Author Commentary: Winter’s Shadow Chapter 5

by M.J. Hearle

By the time Winter left the Heritage Centre, the afternoon
light had taken on a much darker quality.

Weather is a great way to affect the mood of a scene. Storm clouds are gathering, both literally and figuratively, in Winter’s world. Da da dummm…

A low rumble of thunder sounded as she crossed
the parking lot to Jessie, her scooter.

I don’t like this sentence. I think it’s a clunky way to introduce Winter’s scooter, Jessie. It could have been done much more artfully. Maybe I should have clipped it at ‘she crossed the parking lot to Jessie.’ – and then added another sentence explaining what Jessie was and the significance of the name. On reflection I suspect I did just this in an earlier draft. It was probably collapsed into one sentence at the editorial stage for ‘pace’ reasons.

This is one of the first instances in the book where I inject some of my own history into the story. Growing up I had a dog called Jessie. She was a yellow Labrador with a gentle disposition and a huge appetite. Whenever I stayed up late to watch horror movies, she’d creep down from her bed in the kitchen and curl up at my feet, keeping me company until the movie finished. We had some good times together. Including her name in the story is my small way of honouring Jessie’s memory.

The whole ‘naming inanimate objects’ thing is something my family has always done. At one point we had a rusty green volvo station wagon which I inherited when I was a teenager. It was never called ‘the volvo’. Instead, we christened the car the Flying Green Cabbage. The significance of the name is lost to me now but whenever I see a green station wagon it pops back into my head. Every family has their own personal quirks that probably don’t make much logical sense to an outsider but resonate emotionally. Hopefully, Winter naming her scooter ‘Jessie’ doesn’t strike the reader as too unusual.

Winter turned to see Blake standing beside a rusty
pick-up truck on the other side of the parking lot.

In these kinds of stories the romantic hero usually drives a fancy car (see Edward in Twilight for evidence of this). I guess it’s part of the fantasy – cool guy, cool car. The reason Blake drives a dirty truck is twofold – a) I’m trying to break with convention; b) he had to be able to transport her scooter and a BMW convertible, while sexy, would have been too small. Function over form.

Good sense told her that anything that
provoked such a strong reaction was probably
bad for her and should be avoided.

It was really hard for me to justify Winter not accepting a lift with Blake. He’s so dreamy after all. Thus, there’s whole paragraphs of her questioning the sense of this decision. Sometimes, you can get away with characters acting stupid or uncharacteristically if they question their own actions. I probably use this technique too often which results in Winter coming across as self-loathing at times.

Pretending to be asleep, she would allow him to carry
her from the car to the bedroom – only to open her eyes
and giggle mischievously as he tucked her in.
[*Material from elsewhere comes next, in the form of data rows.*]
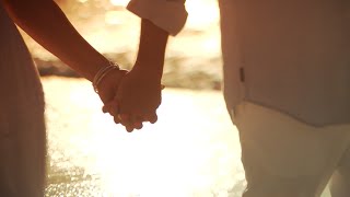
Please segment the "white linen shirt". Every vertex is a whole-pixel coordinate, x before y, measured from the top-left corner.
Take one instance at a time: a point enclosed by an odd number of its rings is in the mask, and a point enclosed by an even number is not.
[[[128,10],[176,35],[185,0]],[[350,123],[350,1],[219,0],[229,109],[243,101],[314,126]]]

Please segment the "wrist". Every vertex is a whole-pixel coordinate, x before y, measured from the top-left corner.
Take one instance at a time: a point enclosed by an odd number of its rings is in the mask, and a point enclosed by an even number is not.
[[[117,63],[113,63],[109,61],[108,66],[102,67],[93,78],[92,85],[94,91],[98,93],[98,85],[102,81],[114,70],[120,70]]]
[[[161,83],[163,76],[163,62],[155,61],[137,61],[132,71],[142,74],[151,81]]]

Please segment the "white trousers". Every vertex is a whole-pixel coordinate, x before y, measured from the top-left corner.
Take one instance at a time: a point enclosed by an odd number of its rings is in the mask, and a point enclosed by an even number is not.
[[[285,114],[243,103],[240,131],[247,188],[243,197],[350,196],[350,125],[313,127]]]

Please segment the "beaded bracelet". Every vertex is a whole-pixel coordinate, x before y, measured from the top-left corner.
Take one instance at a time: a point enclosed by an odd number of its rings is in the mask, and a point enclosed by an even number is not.
[[[101,81],[104,79],[104,77],[107,76],[107,73],[109,73],[114,69],[120,70],[120,68],[119,68],[119,66],[117,63],[113,63],[113,62],[109,61],[109,66],[103,67],[97,71],[97,73],[94,77],[94,80],[92,81],[92,85],[93,85],[94,91],[96,93],[98,93],[97,86],[101,83]]]

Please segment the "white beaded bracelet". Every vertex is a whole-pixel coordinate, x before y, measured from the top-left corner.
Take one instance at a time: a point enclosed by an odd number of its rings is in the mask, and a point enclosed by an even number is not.
[[[94,91],[96,93],[98,93],[98,88],[97,86],[101,83],[101,81],[103,80],[103,78],[106,77],[107,73],[109,73],[114,69],[120,70],[120,68],[119,68],[119,66],[117,63],[113,63],[113,62],[109,61],[109,66],[103,67],[97,71],[97,73],[94,77],[94,80],[92,81],[92,85],[93,85]]]

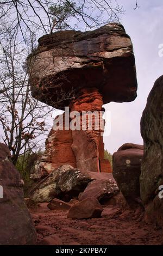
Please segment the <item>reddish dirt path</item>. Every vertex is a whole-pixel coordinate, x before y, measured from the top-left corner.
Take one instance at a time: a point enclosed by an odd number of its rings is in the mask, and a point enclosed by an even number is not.
[[[49,210],[46,205],[30,209],[35,225],[48,228],[37,230],[38,243],[55,234],[65,245],[163,245],[162,230],[147,224],[139,210],[122,212],[109,205],[100,218],[72,220],[67,218],[66,211]]]

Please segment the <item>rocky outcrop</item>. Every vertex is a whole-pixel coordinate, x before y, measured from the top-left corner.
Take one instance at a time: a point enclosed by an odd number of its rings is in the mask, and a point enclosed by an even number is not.
[[[111,173],[83,172],[68,164],[64,165],[37,182],[30,192],[30,199],[35,202],[48,202],[53,198],[69,202],[83,192],[90,182],[110,179],[113,180]]]
[[[0,245],[34,245],[36,237],[24,200],[22,181],[10,161],[6,145],[0,143]]]
[[[67,217],[78,220],[99,218],[103,210],[98,200],[91,197],[73,205],[68,211]]]
[[[52,200],[47,205],[47,207],[50,210],[69,210],[71,206],[71,205],[70,204],[68,204],[68,203],[57,198]]]
[[[110,101],[129,102],[136,97],[130,37],[122,25],[110,23],[85,33],[58,32],[38,41],[37,48],[28,59],[32,95],[55,108],[70,107],[70,126],[75,121],[78,125],[67,130],[57,127],[57,131],[53,126],[45,155],[37,162],[33,177],[42,178],[65,164],[84,171],[111,172],[104,156],[102,105]],[[83,122],[81,117],[77,119],[72,114],[77,111],[80,114],[84,112],[83,117],[88,116],[87,121]],[[91,113],[88,114],[87,111]],[[96,115],[92,118],[94,111]],[[97,121],[103,124],[98,129]],[[84,127],[82,124],[85,124]]]
[[[143,147],[126,143],[113,155],[113,176],[131,207],[141,203],[139,177]]]
[[[94,87],[103,95],[104,103],[135,99],[133,45],[120,24],[110,23],[85,33],[58,32],[38,41],[34,54],[28,57],[34,97],[53,106],[60,89],[66,93],[72,88],[79,91]],[[59,107],[70,103],[66,99]]]
[[[95,197],[101,204],[117,194],[120,190],[112,179],[93,180],[90,182],[83,193],[79,196],[79,201]]]
[[[163,76],[155,81],[141,119],[145,152],[140,180],[141,197],[148,216],[162,226],[163,199],[159,196],[163,185],[162,99]]]

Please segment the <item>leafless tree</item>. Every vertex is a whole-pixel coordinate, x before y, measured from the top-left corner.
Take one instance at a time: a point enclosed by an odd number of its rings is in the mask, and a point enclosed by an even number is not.
[[[25,62],[28,52],[23,40],[17,40],[16,29],[13,35],[6,28],[7,44],[5,46],[3,41],[0,59],[0,123],[3,140],[15,164],[18,156],[42,145],[40,136],[44,141],[43,136],[49,130],[46,120],[52,111],[31,95]]]

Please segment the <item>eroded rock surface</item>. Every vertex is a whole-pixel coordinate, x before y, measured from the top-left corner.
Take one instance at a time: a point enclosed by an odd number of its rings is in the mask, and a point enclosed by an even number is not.
[[[78,220],[99,218],[103,210],[98,200],[91,197],[73,205],[68,211],[67,217]]]
[[[10,161],[7,146],[0,143],[0,245],[34,245],[36,233],[24,200],[20,174]]]
[[[141,197],[149,217],[163,226],[163,76],[155,82],[141,119],[145,153],[140,176]]]
[[[79,200],[82,201],[86,198],[95,197],[103,204],[119,192],[116,183],[112,179],[93,180],[79,194]]]
[[[69,106],[71,113],[99,114],[104,103],[129,102],[136,97],[133,45],[122,25],[110,23],[85,33],[60,31],[38,41],[28,59],[32,95],[40,101],[61,109]],[[104,126],[96,129],[98,119],[103,123],[102,116],[95,117],[91,129],[86,124],[79,130],[52,130],[33,178],[42,178],[65,164],[84,171],[111,172],[104,156]],[[70,123],[73,120],[70,117]],[[80,119],[79,127],[82,123]]]
[[[143,147],[126,143],[113,155],[113,176],[131,207],[140,203],[139,177]]]
[[[58,32],[52,38],[45,35],[39,39],[30,61],[33,95],[48,105],[56,102],[59,88],[55,86],[62,82],[61,88],[66,92],[72,87],[78,90],[97,88],[104,103],[128,102],[136,97],[133,45],[120,24],[85,33]],[[68,100],[62,101],[60,107],[69,104]]]

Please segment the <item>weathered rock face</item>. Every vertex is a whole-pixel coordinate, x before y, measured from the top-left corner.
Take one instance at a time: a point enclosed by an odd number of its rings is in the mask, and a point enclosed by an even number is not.
[[[65,113],[57,117],[56,119],[62,119],[64,130],[51,130],[46,142],[45,154],[35,164],[32,175],[33,179],[39,179],[47,176],[52,170],[67,164],[83,171],[112,172],[109,161],[104,159],[104,144],[102,136],[104,121],[100,112],[104,111],[102,105],[102,96],[96,88],[83,89],[82,94],[72,101],[70,105],[71,114],[72,111],[78,111],[80,114],[78,119],[80,130],[66,130],[67,123],[65,122]],[[88,111],[91,111],[91,113],[88,114]],[[70,118],[70,126],[74,120],[73,117]],[[91,130],[89,130],[88,120],[90,125],[92,124]],[[85,125],[85,130],[82,130]],[[99,127],[98,130],[95,130],[96,125]]]
[[[141,197],[148,216],[163,226],[163,76],[155,82],[141,119],[144,156],[140,176]]]
[[[72,219],[99,218],[103,210],[98,200],[95,197],[86,198],[71,206],[67,217]]]
[[[112,179],[93,180],[79,194],[79,200],[82,201],[86,198],[95,197],[103,204],[119,192],[116,183]]]
[[[47,205],[47,207],[50,210],[69,210],[71,205],[68,203],[62,201],[61,200],[55,198]]]
[[[113,176],[131,207],[140,201],[139,177],[143,147],[126,143],[113,154]]]
[[[108,24],[85,33],[58,32],[38,41],[39,47],[30,58],[30,82],[34,97],[53,106],[59,93],[54,86],[63,83],[61,88],[66,92],[72,87],[78,90],[97,88],[104,103],[135,99],[133,45],[122,25]],[[69,104],[66,100],[60,107]]]
[[[61,31],[38,40],[34,54],[29,56],[29,82],[33,96],[71,113],[95,111],[91,129],[51,131],[46,151],[33,175],[39,178],[60,164],[70,164],[83,170],[110,172],[104,159],[102,137],[104,125],[96,129],[104,103],[129,102],[136,97],[135,58],[130,37],[118,23],[94,31]],[[62,96],[64,95],[64,98]],[[85,117],[87,113],[84,114]],[[89,121],[92,120],[92,114]],[[70,124],[74,118],[71,115]],[[82,128],[82,129],[81,129]]]
[[[57,117],[61,117],[64,120],[64,114]],[[62,117],[61,117],[62,115]],[[46,139],[45,154],[41,156],[35,163],[32,170],[31,178],[39,180],[47,176],[53,170],[64,164],[76,167],[76,160],[72,149],[73,143],[72,131],[51,130]]]
[[[0,198],[0,245],[34,245],[36,234],[24,200],[20,175],[10,159],[8,148],[0,143],[0,185],[3,188],[3,198]]]
[[[31,199],[35,202],[50,202],[58,198],[68,202],[94,180],[113,179],[110,173],[83,172],[67,164],[54,170],[39,181],[31,191]]]

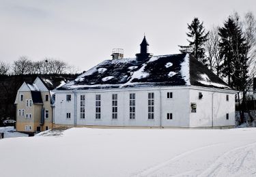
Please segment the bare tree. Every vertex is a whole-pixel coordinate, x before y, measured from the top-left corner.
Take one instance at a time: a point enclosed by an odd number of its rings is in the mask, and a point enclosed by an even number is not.
[[[31,74],[32,68],[32,62],[28,59],[27,57],[22,56],[18,61],[14,61],[12,69],[16,75],[24,75]]]
[[[0,75],[5,75],[9,71],[10,65],[3,61],[0,62]]]

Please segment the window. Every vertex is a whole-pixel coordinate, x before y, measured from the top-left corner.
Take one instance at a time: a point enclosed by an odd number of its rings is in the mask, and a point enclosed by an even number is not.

Again, this is me bleeding into Winter. I used to do this trick to my dad all the time when I was a kid. Today, he blames his bad knees on this cunning ruse.

She’d only just turned onto Archimedes Drive
and was heading down the mountain towards
town when the initial fat drops fell.

Archimedes Drive. Owl Mountain – geddit? Probably not. It’s an obscure reference that only Disney fanatics (The Sword in the Stone) or Arthurian Legend scholars might pick up. Merlin had an owl that served as his familiar. That owl was called Archimedes. Naming streets is so boring, if I can strike upon a name of some significance I’ll whack it in. You’ve got to keep yourself entertained.

Despite Winter’s desperate pleading, the scooter soon fell silent.

Here I am forcing the plot instead of allowing character to dictate the narrative’s course. First with the broken camera, now with the broken scooter. It works, but only just. I’d like to think as I grow as a writer, I’ll abandon these kind of mechanical contrivances to get my characters together. Either that or learn how to hide them better.

Sitting on the side of the road, Winter watched
the storm rage upon Hagan’s Bluff.

This paragraph describing Hagan’s Bluff is a way self-indulgent. It feels like a first time writer trying to show off which is exactly what it is. I probably could have cut it altogether. Still, I guess it gives a sense of the geography of Hagan’s Bluff. I never know how much detail to add when describing locations? Ultimately, I probably could have left it as a ‘small coastal town’ and gotten away with it.

My fiancee’s last name is Lackey – hence Lackey RiverWhistler’s Peak is one of those florid type of names I gravitate towards. It’s a little cheesy but fun and better than Widow’s Peak.

‘Hop in,’ Blake said, pushing open the passenger door

I struggled with the last line of this chapter. Initially, Blake said ‘Hop in,’ with sly smile or churlish grin or something like that. I spent far too long agonising over it, so in the end just scrapped the description of his expression altogether. Readers can fill in the gaps – I don’t need to hold your hand. Unless you want me to.